Her health, however, had suffered a severe shock, for beneath her ostentation she felt as deep a regard for her late husband as was possible in one who measured everything in life by various social formulae. On the ocean voyage she contracted a cough, which the fogs of London did little to dispel, and February found her again on the Atlantic, with her mind occupied by more personal affairs than a seat at the captain's table. The voyage was a particularly unhappy one, and the widow's first concern upon reaching home was to consult a specialist who had enjoyed a close professional acquaintanceship with Dr. Hardy. The specialist gave her a careful, meditative, and solemn examination.

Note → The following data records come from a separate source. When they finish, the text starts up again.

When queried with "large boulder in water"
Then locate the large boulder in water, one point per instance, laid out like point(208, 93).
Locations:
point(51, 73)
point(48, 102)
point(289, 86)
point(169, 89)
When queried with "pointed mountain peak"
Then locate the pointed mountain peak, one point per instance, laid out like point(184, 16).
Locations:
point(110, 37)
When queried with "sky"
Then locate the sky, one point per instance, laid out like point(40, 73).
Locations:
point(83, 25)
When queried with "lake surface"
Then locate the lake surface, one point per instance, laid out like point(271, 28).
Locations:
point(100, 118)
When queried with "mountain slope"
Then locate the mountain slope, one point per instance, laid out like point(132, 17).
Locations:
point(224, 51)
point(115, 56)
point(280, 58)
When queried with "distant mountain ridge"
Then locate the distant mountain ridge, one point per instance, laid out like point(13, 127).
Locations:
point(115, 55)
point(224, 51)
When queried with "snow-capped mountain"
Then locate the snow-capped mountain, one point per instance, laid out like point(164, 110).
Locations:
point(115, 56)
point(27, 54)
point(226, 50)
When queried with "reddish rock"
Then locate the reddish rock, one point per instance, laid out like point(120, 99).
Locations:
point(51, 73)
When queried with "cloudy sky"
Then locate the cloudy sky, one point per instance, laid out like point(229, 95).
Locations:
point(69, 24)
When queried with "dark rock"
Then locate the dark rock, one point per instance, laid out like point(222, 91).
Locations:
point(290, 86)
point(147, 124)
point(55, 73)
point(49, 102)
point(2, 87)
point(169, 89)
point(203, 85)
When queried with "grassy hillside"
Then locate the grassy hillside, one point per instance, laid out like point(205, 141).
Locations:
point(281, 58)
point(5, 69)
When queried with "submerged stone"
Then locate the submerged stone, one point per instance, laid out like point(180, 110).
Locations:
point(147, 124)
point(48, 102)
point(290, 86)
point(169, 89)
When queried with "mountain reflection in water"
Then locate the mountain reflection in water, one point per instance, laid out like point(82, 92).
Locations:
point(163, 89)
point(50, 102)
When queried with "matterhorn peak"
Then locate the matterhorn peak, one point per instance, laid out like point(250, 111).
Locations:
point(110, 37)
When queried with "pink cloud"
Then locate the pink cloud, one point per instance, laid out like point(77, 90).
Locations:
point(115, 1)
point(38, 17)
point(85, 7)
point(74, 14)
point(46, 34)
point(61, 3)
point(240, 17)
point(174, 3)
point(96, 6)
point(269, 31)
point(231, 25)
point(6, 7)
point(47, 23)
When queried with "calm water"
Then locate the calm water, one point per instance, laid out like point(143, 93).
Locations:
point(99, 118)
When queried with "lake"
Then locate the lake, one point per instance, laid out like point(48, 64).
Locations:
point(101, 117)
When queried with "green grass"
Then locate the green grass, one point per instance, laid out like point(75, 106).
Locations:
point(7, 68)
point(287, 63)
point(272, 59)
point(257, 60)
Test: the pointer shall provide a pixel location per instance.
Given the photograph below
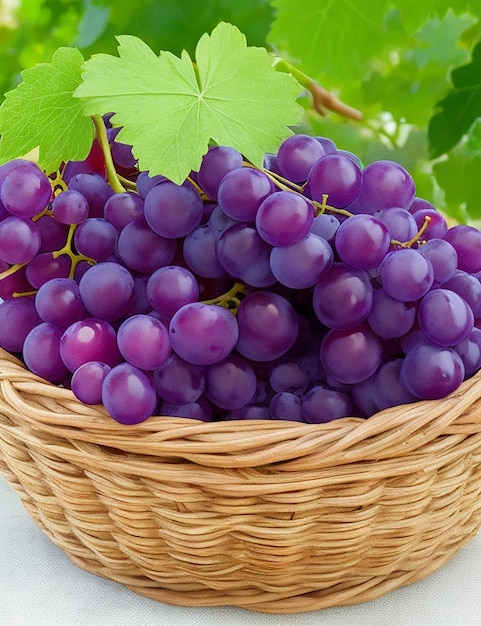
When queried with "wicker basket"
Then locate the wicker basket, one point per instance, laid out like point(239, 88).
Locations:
point(274, 517)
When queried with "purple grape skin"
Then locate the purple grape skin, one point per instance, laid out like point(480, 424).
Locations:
point(230, 383)
point(143, 342)
point(431, 372)
point(18, 316)
point(128, 394)
point(87, 381)
point(41, 352)
point(268, 326)
point(89, 340)
point(203, 334)
point(338, 176)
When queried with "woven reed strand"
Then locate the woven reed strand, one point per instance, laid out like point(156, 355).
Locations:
point(274, 517)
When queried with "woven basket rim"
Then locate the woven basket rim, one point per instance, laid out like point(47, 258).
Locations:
point(57, 411)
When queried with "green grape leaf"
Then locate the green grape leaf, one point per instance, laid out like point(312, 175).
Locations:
point(459, 109)
point(42, 113)
point(169, 108)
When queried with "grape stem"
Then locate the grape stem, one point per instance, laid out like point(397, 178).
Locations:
point(322, 99)
point(101, 134)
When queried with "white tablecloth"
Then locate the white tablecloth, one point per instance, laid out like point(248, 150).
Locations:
point(40, 586)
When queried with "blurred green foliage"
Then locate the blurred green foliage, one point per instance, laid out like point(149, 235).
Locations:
point(413, 68)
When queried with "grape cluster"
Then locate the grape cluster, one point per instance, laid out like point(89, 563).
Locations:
point(308, 290)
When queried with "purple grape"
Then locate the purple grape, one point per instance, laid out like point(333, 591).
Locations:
point(466, 240)
point(444, 317)
point(89, 340)
point(143, 342)
point(87, 381)
point(406, 274)
point(142, 250)
point(171, 287)
point(390, 318)
point(19, 240)
point(242, 191)
point(203, 334)
point(58, 301)
point(431, 372)
point(343, 297)
point(338, 176)
point(230, 383)
point(216, 163)
point(284, 218)
point(268, 326)
point(351, 356)
point(18, 316)
point(41, 352)
point(302, 265)
point(25, 190)
point(172, 210)
point(107, 290)
point(297, 154)
point(321, 404)
point(128, 394)
point(123, 208)
point(245, 255)
point(70, 207)
point(96, 238)
point(362, 241)
point(179, 382)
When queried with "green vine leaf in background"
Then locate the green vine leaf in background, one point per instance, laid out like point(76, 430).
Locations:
point(41, 112)
point(459, 109)
point(170, 108)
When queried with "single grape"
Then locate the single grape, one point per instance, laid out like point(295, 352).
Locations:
point(128, 394)
point(89, 339)
point(144, 342)
point(241, 192)
point(122, 208)
point(96, 238)
point(444, 317)
point(17, 318)
point(87, 381)
point(107, 290)
point(172, 210)
point(268, 326)
point(171, 287)
point(142, 250)
point(321, 404)
point(343, 297)
point(390, 318)
point(337, 176)
point(296, 156)
point(406, 274)
point(58, 301)
point(179, 382)
point(203, 334)
point(230, 383)
point(70, 207)
point(362, 241)
point(19, 240)
point(466, 240)
point(351, 356)
point(216, 163)
point(431, 372)
point(302, 265)
point(245, 255)
point(284, 218)
point(41, 352)
point(25, 190)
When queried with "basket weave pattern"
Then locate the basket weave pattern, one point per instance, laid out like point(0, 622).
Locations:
point(275, 517)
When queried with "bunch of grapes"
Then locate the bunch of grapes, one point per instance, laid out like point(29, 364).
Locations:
point(308, 290)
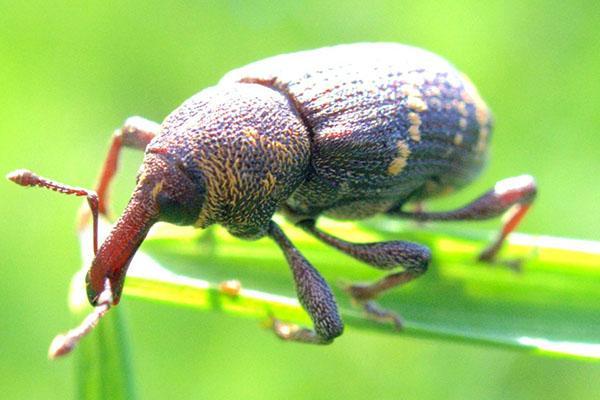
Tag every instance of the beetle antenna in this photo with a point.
(64, 343)
(26, 178)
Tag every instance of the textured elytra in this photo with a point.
(347, 131)
(389, 123)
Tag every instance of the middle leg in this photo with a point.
(414, 258)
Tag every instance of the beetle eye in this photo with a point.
(171, 210)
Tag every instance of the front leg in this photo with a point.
(314, 295)
(135, 133)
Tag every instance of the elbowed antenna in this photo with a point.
(27, 178)
(105, 277)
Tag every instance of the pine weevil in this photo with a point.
(348, 132)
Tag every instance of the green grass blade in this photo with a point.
(552, 307)
(103, 364)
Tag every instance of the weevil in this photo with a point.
(348, 132)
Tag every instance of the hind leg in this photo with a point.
(412, 257)
(512, 196)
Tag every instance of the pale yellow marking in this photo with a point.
(414, 129)
(398, 163)
(458, 139)
(157, 188)
(461, 107)
(410, 91)
(269, 182)
(471, 95)
(482, 140)
(435, 103)
(232, 287)
(416, 79)
(481, 114)
(433, 91)
(416, 104)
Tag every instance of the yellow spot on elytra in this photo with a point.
(435, 103)
(251, 134)
(156, 189)
(461, 107)
(458, 139)
(415, 124)
(410, 91)
(398, 163)
(232, 287)
(482, 140)
(433, 91)
(416, 104)
(481, 114)
(268, 182)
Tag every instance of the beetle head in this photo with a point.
(164, 192)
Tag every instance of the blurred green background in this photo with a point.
(71, 73)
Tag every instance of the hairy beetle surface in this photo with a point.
(349, 132)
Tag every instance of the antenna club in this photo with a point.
(23, 177)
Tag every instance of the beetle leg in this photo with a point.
(514, 195)
(314, 295)
(135, 133)
(383, 255)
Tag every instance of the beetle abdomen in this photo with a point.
(388, 122)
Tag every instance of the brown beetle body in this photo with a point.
(348, 131)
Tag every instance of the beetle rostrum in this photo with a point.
(347, 132)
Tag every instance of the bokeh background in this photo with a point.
(71, 72)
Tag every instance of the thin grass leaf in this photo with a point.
(552, 307)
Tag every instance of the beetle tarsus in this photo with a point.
(314, 295)
(381, 255)
(64, 343)
(512, 196)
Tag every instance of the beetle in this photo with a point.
(348, 132)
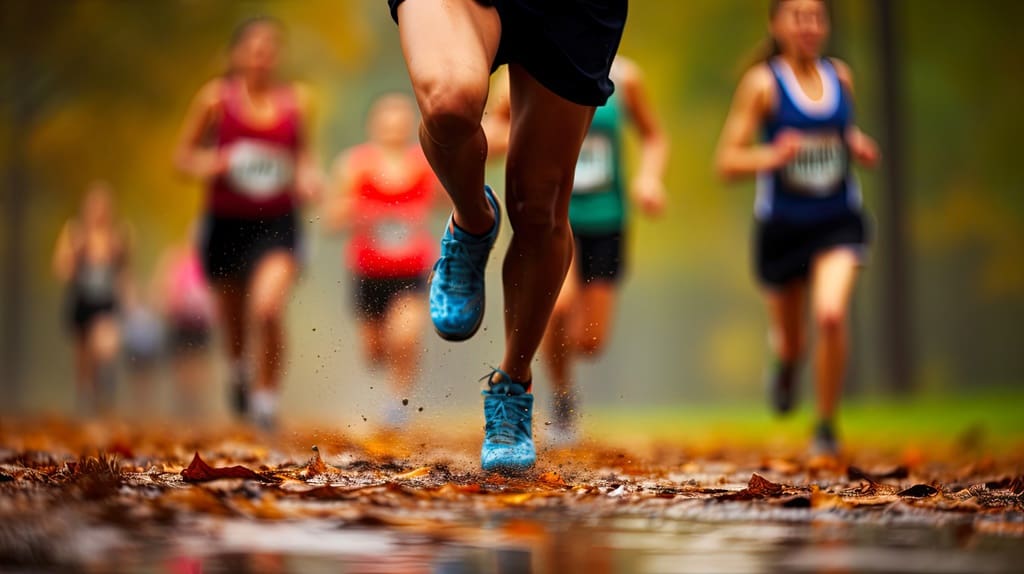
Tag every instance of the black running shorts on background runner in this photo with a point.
(783, 252)
(373, 296)
(232, 247)
(566, 45)
(599, 256)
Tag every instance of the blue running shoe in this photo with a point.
(457, 293)
(508, 436)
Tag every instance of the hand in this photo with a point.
(648, 192)
(862, 147)
(785, 147)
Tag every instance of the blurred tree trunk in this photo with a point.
(20, 111)
(896, 320)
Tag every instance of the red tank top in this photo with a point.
(260, 178)
(390, 235)
(189, 301)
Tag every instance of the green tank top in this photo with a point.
(598, 204)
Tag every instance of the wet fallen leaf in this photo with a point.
(919, 491)
(199, 471)
(415, 473)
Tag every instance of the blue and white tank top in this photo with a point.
(817, 184)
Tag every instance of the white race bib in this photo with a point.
(819, 167)
(595, 168)
(259, 170)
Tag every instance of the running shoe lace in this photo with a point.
(459, 268)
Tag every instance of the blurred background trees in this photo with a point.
(97, 89)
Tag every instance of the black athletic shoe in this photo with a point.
(782, 388)
(825, 443)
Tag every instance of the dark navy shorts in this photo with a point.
(231, 248)
(783, 252)
(566, 45)
(374, 296)
(599, 256)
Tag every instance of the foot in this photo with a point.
(825, 443)
(457, 293)
(239, 393)
(564, 431)
(782, 388)
(508, 411)
(264, 409)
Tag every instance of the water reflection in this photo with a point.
(545, 544)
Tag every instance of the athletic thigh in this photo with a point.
(544, 143)
(449, 45)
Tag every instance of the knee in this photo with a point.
(452, 107)
(592, 343)
(829, 320)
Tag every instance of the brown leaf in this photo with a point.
(199, 471)
(315, 467)
(758, 487)
(415, 473)
(919, 491)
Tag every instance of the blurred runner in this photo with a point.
(91, 258)
(559, 54)
(187, 308)
(142, 340)
(246, 137)
(810, 233)
(385, 191)
(582, 317)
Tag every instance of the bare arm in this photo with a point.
(647, 187)
(339, 204)
(308, 179)
(190, 157)
(737, 155)
(863, 148)
(64, 254)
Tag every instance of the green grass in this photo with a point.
(991, 422)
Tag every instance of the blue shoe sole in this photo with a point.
(459, 337)
(507, 469)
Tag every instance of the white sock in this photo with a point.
(264, 402)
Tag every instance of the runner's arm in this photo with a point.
(647, 188)
(308, 178)
(190, 157)
(862, 147)
(737, 155)
(340, 193)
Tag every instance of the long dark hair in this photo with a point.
(771, 47)
(242, 30)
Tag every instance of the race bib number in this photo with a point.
(819, 167)
(259, 170)
(391, 235)
(596, 165)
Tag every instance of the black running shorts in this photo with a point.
(783, 252)
(231, 247)
(566, 45)
(373, 296)
(599, 256)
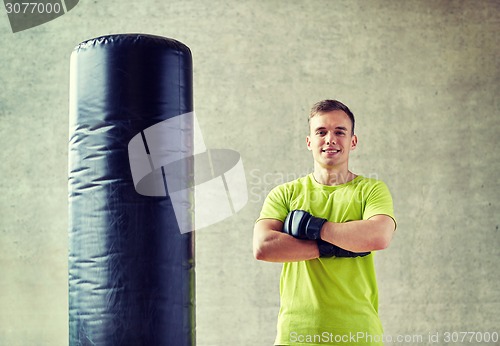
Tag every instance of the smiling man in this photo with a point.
(324, 228)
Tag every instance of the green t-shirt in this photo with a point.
(329, 301)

"Your condition is serious," he told her, "but not alarming. You must have a drier climate, and, preferably, a higher altitude. Fortunately, your heart is good, or I should have to keep you at sea level; that is, I should have had to sacrifice your lungs for your heart." The doctor spoke as though the sacrifice would have been all his, after the manner of a specialist. "As it is, I am convinced that the conditions your health demands are to be found in…" He named the former cow-town from which Irene's fateful automobile journey had had its start, and the young woman, who was present with her mother, felt herself go suddenly pale with the thought of a great prospect.
"Oh, I could never live there," Mrs. Hardy protested. "It is so crude. Cow punchers, you know, and all that sort of thing."
The specialist smiled. "You will probably not find it so crude, although I daresay some of its customs may jar on you," he remarked, dryly. "Still, I would recommend you to take your best gowns along. And it is not a case of not being able to live there. It is a case of not being able to live here. If you take my advice you should die of old age, so far, at least, as your present ailment is concerned. If you don't"—and he dropped his voice to just the correct note of gravity, which pleased Mrs. Hardy very much—"if you don't, I can't promise you a year."